Ways Of Counting One In Japanese

The number “one” is “いち ichi” in Japanese but there are many ways of counting “one” in Japanese, depending on the object that you are attaching the number to.
These are called “counters” and they are required to count different types of objects, animals, or people.
Counters are not interchangeable. For example, you must use the “flat-item” counter to count paper and the “people” counter to count people and not vice versa.
In this article, we are going to look at some widely used counters to count one.

1. 一人(ひとり) Hitori
One person


The counter for person is 人 nin but one person is not ichinin. If you want to say “one person”, the word is hitori.
If a waiter asks how many of you while you are entering the restaurant, you can say hitori desu.

2. 一(ひと)つ Hitotsu
One item


“~ tsu” is a counter to count any generic item that has a rare or no counter. Hitotsu is used when you are counting one item.
If you want to order one item from a menu, you can say “一つお願(ねが)いします。Hitotsu onegaishimasu.” Onegaishimasu is “please”.

3. 一本(いっぽん) Ippon
One bottle


“~pon / hon / bon” (there is a change in pronunciation depending on the prefix number) is used to count long and cylindrical objects such as bottles, pencils, bananas, chopsticks, and umbrellas.
If you are ordering a bottle of beer at a restaurant, you can say “ビール一本お願いします Biiru ippon onegaishimasu”.

4. 一冊(いっさつ) Issatsu
One copy


“~ satsu” is used to count books, volumes, magazines, or other bound objects.
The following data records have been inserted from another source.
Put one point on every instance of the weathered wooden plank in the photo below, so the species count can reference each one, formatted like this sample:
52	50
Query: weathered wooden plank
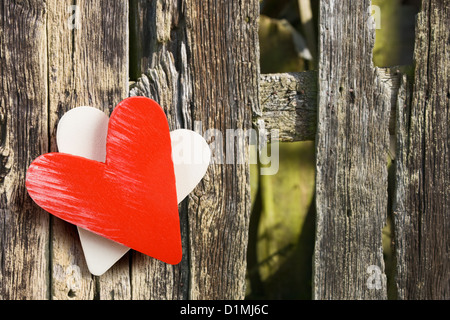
422	201
88	65
289	103
161	60
24	227
223	47
351	158
202	66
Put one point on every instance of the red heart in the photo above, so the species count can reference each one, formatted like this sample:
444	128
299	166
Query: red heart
131	198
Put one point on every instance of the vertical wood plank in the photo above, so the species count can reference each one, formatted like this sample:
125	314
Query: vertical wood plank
223	46
88	65
24	227
202	64
159	55
422	199
351	157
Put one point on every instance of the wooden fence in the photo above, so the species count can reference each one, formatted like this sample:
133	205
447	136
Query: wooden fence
200	60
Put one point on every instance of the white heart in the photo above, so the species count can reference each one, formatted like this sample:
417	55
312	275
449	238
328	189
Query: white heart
82	131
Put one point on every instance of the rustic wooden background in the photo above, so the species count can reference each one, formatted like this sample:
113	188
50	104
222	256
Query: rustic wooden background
200	60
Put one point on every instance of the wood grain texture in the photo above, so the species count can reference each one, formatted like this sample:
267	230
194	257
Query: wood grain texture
24	240
201	65
159	55
351	157
88	65
223	47
289	102
422	202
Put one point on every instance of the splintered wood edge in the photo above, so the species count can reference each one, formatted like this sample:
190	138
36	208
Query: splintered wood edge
289	103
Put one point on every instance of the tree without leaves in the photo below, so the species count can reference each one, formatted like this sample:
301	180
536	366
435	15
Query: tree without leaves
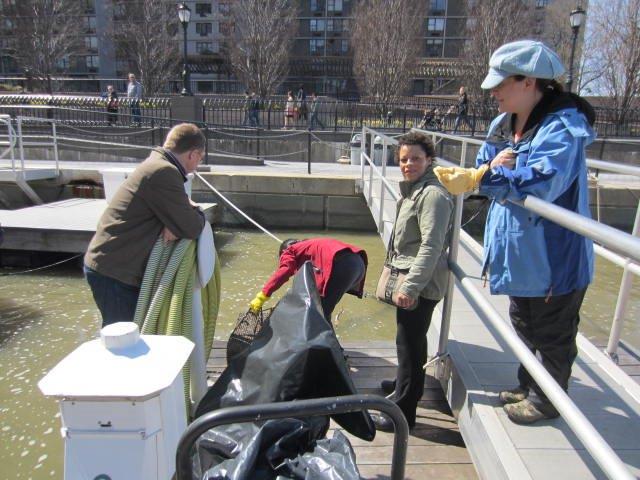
614	52
263	37
45	33
491	24
145	34
385	42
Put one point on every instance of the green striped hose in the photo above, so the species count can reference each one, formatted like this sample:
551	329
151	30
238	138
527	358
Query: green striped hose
166	297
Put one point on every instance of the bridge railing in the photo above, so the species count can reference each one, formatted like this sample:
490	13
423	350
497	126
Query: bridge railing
618	246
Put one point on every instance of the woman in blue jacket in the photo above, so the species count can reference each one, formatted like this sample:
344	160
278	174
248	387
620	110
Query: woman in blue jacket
536	146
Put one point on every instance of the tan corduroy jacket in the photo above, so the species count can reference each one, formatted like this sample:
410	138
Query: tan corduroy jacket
151	198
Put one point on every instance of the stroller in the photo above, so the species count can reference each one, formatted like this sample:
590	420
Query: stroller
267	414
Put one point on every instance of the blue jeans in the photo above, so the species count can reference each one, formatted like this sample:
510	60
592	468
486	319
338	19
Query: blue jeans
116	300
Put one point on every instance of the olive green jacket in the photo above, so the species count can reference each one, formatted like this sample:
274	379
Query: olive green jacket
422	236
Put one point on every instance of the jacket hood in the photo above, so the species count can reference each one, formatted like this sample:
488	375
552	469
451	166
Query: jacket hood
551	102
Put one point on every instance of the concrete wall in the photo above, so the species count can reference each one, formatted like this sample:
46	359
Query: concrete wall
293	202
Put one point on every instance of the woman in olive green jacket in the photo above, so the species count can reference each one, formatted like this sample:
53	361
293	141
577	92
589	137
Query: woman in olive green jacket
421	239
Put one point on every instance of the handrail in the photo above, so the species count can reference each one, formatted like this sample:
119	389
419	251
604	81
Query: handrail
622	242
297	408
603	454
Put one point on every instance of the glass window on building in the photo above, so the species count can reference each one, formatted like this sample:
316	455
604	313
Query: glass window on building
316	25
90	24
203	9
224	7
204	29
435	27
433	47
204	48
438	7
334	6
316	46
92	62
336	25
91	43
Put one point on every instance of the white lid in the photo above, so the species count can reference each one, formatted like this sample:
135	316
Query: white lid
126	370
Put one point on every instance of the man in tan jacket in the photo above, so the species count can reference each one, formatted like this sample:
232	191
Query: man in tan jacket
151	202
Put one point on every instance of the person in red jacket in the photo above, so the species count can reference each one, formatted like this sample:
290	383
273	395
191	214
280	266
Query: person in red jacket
339	268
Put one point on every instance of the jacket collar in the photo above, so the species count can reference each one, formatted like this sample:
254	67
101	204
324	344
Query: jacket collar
171	158
408	189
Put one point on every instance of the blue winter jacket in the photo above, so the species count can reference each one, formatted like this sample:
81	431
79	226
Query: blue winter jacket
525	254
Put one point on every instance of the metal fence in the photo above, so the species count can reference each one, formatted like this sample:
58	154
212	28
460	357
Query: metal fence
333	115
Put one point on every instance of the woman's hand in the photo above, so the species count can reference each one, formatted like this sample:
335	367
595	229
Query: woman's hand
506	158
404	301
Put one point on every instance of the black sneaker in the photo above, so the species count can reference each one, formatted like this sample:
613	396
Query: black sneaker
388	386
527	412
513	396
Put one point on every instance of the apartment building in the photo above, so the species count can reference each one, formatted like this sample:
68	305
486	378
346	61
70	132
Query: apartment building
321	58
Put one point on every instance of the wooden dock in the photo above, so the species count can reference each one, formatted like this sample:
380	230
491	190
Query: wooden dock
436	448
64	226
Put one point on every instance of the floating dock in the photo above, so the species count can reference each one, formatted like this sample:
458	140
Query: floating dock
65	226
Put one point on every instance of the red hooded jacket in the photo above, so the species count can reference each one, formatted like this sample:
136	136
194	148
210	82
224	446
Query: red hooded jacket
321	252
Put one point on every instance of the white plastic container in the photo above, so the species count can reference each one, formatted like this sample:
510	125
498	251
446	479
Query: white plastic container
122	404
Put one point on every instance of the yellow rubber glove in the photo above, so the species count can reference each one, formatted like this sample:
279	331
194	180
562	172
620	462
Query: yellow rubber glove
460	180
256	304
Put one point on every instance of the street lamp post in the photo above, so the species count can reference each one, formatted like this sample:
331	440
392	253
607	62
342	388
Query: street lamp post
184	14
576	17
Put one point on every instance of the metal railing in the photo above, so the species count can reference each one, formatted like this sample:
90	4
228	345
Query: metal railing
625	244
332	114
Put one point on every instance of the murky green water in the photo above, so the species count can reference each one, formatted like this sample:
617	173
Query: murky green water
43	316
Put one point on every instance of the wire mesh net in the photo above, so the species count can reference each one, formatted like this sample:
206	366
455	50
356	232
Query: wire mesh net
247	328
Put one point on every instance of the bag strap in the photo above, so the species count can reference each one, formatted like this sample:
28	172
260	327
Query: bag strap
388	258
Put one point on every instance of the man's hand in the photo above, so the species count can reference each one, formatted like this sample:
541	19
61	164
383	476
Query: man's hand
168	235
404	301
506	158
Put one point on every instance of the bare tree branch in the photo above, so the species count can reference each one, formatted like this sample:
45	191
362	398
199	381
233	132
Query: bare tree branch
145	33
386	42
46	32
614	52
493	23
263	38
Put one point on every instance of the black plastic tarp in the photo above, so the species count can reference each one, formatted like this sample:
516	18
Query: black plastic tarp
295	356
277	449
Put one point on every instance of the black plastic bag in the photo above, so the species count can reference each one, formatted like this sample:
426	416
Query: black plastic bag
295	356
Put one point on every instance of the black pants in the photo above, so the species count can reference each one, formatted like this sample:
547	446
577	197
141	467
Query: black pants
548	326
411	344
347	272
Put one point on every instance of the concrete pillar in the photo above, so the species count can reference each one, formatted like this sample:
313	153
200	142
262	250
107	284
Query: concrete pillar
188	109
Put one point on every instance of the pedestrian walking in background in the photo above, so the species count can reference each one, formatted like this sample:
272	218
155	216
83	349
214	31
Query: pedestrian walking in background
134	94
246	109
289	110
313	111
463	111
536	146
301	103
254	114
112	105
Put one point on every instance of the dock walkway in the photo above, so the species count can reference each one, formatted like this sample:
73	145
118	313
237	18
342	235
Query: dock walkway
436	448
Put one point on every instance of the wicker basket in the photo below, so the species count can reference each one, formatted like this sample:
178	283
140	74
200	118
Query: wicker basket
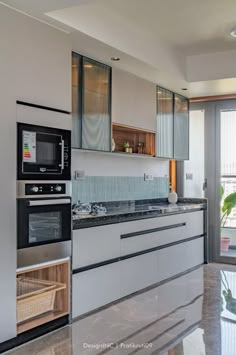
35	297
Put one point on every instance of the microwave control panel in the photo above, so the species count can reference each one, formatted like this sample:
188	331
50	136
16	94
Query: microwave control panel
38	189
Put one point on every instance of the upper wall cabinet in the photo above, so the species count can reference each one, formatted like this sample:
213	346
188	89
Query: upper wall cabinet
133	100
181	128
172	125
165	124
91	102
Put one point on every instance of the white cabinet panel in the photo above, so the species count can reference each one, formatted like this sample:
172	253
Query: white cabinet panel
184	226
133	100
147	269
93	245
179	258
138	272
94	288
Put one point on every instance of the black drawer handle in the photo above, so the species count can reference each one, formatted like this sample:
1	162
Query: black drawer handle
148	231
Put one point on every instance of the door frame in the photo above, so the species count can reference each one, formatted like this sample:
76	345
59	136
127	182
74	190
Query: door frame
220	106
212	172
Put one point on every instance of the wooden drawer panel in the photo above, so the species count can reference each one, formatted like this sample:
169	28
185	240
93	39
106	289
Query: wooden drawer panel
94	245
141	235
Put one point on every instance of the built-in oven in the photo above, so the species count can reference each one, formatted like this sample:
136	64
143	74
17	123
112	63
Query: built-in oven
43	223
43	153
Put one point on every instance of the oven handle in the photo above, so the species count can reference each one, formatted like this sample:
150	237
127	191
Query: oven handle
62	201
62	154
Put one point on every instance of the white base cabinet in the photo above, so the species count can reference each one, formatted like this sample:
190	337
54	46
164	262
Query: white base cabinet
178	249
147	269
94	288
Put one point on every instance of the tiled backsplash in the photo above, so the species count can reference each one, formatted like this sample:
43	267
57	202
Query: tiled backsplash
115	188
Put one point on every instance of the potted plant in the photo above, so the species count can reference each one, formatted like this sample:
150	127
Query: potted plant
228	204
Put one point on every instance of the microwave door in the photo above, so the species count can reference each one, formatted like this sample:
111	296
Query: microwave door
46	155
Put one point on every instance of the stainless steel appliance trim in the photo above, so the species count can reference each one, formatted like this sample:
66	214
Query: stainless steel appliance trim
21	188
46	263
43	253
50	202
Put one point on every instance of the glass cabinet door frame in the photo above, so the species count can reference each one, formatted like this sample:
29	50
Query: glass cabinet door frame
82	59
174	108
173	156
158	87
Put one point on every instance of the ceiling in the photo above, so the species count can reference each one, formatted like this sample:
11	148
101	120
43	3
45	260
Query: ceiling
175	43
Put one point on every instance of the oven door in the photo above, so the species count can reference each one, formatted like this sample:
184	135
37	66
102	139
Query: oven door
43	221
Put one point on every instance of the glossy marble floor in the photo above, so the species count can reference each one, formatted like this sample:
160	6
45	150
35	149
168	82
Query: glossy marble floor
194	314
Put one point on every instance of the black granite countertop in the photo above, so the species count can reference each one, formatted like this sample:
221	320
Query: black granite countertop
124	211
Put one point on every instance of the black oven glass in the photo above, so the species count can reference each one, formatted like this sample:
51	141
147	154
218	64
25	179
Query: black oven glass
46	153
45	226
41	223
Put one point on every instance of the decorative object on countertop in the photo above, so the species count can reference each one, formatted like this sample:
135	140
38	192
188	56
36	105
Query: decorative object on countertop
172	197
113	145
127	147
140	147
98	210
79	208
228	204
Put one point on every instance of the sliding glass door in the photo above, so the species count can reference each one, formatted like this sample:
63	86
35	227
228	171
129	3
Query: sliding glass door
226	181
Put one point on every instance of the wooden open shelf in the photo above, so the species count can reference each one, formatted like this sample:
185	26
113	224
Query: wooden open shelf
122	133
56	272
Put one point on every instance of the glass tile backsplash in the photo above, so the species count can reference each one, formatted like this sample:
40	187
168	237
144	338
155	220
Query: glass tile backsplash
116	188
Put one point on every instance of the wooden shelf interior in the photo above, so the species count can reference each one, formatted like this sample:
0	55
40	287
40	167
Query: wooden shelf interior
122	134
59	273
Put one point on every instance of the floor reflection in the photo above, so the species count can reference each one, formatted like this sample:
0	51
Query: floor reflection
194	314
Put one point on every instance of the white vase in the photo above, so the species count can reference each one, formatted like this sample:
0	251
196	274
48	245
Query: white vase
172	197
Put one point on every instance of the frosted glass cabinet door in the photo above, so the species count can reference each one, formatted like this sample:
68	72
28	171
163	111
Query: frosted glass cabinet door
181	128
165	123
76	102
96	110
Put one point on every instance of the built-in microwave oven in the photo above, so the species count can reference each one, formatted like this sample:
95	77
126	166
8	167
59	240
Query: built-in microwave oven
43	153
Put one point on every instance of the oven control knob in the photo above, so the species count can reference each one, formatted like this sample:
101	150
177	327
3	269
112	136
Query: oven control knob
58	188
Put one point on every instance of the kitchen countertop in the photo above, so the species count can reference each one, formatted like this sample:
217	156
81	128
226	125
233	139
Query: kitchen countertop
124	211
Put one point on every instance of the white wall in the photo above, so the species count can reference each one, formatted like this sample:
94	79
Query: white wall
195	166
35	66
133	100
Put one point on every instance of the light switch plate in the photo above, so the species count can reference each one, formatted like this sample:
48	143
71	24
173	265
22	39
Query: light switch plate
79	174
189	176
148	177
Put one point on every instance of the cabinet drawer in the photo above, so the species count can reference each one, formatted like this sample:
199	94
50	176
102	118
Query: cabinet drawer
138	272
147	269
147	234
179	258
95	288
93	245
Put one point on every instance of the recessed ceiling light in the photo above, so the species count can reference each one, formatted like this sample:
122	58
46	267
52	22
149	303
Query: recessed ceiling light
233	32
88	65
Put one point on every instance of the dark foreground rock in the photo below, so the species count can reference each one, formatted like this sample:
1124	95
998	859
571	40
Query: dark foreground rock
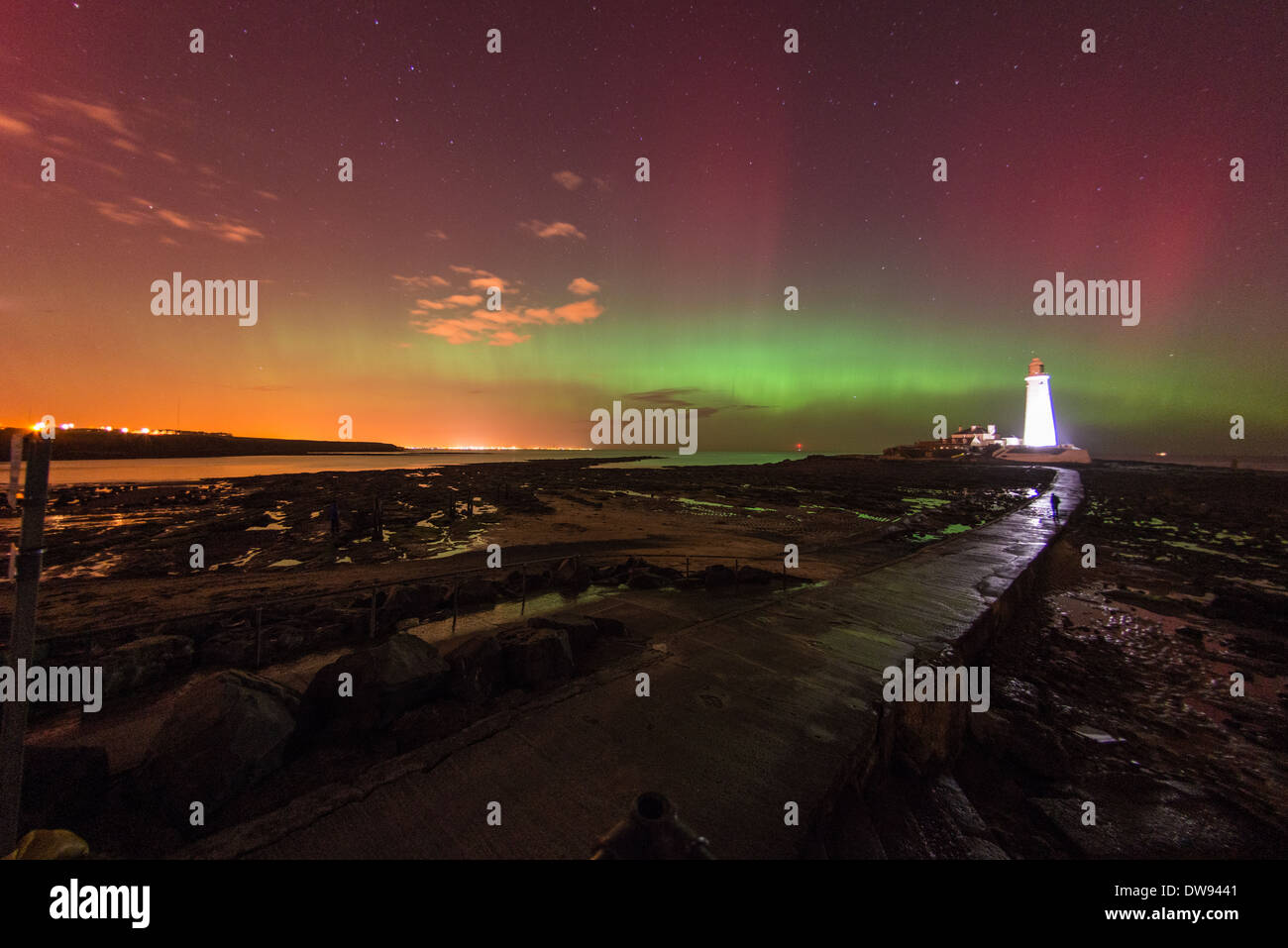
384	682
145	661
224	734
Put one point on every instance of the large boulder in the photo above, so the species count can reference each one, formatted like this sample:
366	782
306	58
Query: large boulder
63	786
145	661
477	670
535	657
572	576
645	579
224	734
581	631
399	674
717	575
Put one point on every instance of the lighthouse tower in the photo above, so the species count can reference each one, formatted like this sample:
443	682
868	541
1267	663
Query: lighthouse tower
1038	417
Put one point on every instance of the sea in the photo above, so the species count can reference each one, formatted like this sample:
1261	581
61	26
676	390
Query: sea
153	471
160	471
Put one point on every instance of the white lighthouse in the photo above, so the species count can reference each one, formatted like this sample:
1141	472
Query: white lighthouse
1038	417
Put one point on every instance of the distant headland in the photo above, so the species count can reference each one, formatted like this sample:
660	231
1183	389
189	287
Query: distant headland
98	445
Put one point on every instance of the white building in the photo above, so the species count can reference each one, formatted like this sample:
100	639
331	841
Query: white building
1038	416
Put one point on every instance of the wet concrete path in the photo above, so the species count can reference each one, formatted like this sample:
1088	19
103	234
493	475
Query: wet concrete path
773	703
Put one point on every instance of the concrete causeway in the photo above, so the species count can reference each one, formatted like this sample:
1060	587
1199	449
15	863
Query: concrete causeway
780	700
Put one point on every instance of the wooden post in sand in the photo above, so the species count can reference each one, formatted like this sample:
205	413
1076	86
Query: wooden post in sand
13	715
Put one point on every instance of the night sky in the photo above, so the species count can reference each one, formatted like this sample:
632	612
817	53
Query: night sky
768	168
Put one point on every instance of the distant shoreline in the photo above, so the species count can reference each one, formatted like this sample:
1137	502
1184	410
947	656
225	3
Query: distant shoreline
91	445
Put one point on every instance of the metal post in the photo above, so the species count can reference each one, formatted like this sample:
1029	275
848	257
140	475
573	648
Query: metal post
259	636
13	715
14	469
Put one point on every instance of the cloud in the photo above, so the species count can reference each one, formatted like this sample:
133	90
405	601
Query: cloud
13	127
557	228
434	317
175	219
236	233
507	338
568	179
664	397
451	301
585	311
103	115
121	215
420	282
483	279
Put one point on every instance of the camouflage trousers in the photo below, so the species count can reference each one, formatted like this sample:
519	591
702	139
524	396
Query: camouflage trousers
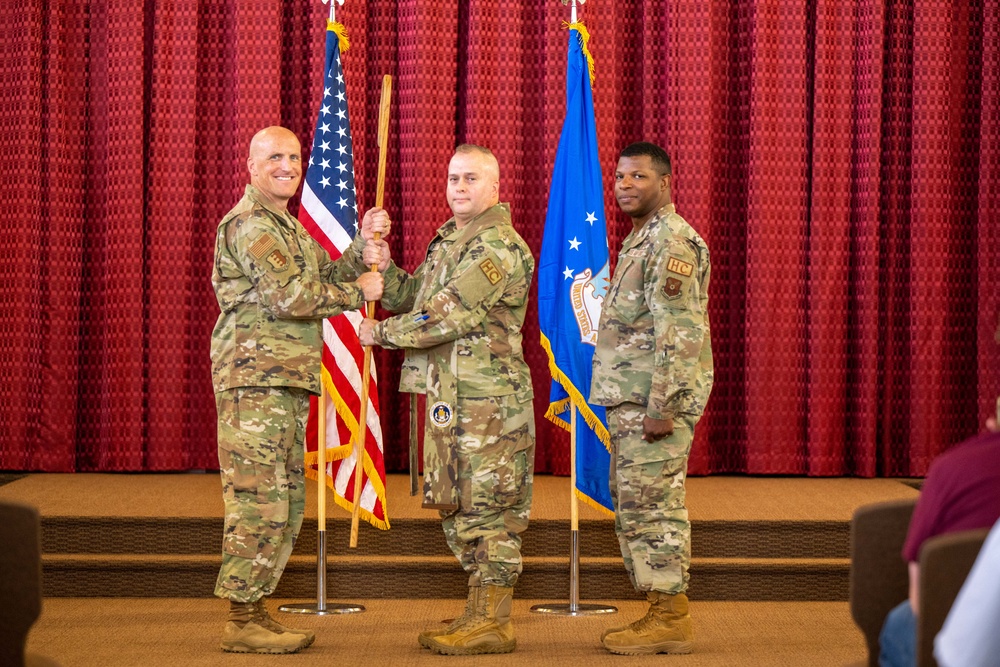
261	450
647	488
496	462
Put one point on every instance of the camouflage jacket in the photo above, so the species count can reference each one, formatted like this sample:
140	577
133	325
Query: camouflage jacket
274	284
654	346
468	297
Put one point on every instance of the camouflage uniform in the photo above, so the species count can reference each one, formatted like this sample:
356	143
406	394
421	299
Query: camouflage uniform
274	285
465	305
654	358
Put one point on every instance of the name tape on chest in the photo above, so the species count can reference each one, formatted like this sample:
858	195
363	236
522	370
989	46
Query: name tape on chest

Issatsu refers to one copy.

5. 一枚(いちまい) Ichimai
One piece


“~ mai” is used to count thin and flat things such as paper, CDs, stamps, T-shirts, towels, and blankets.

6. 一匹(いっぴき) Ippiki
One (small) animal


“~ piki / hiki / biki” (again, there is a change in pronunciation depending on the prefix number) is used to count small animals such as cats and dogs.
The emphasis is on small animals, because big animals like elephants and horses use the counter 頭 too. If you have a cat at home, you can say 猫(ねこ)が一匹(いっぴき)います。Neko ga ippiki imasu.

As you have seen from the above, counting one is not an easy matter in Japanese.
You have to use the correct counter for the object that you are referring to, and sometimes, the pronunciation changes according to the prefix number as well.
I hope this article is useful to you for a start.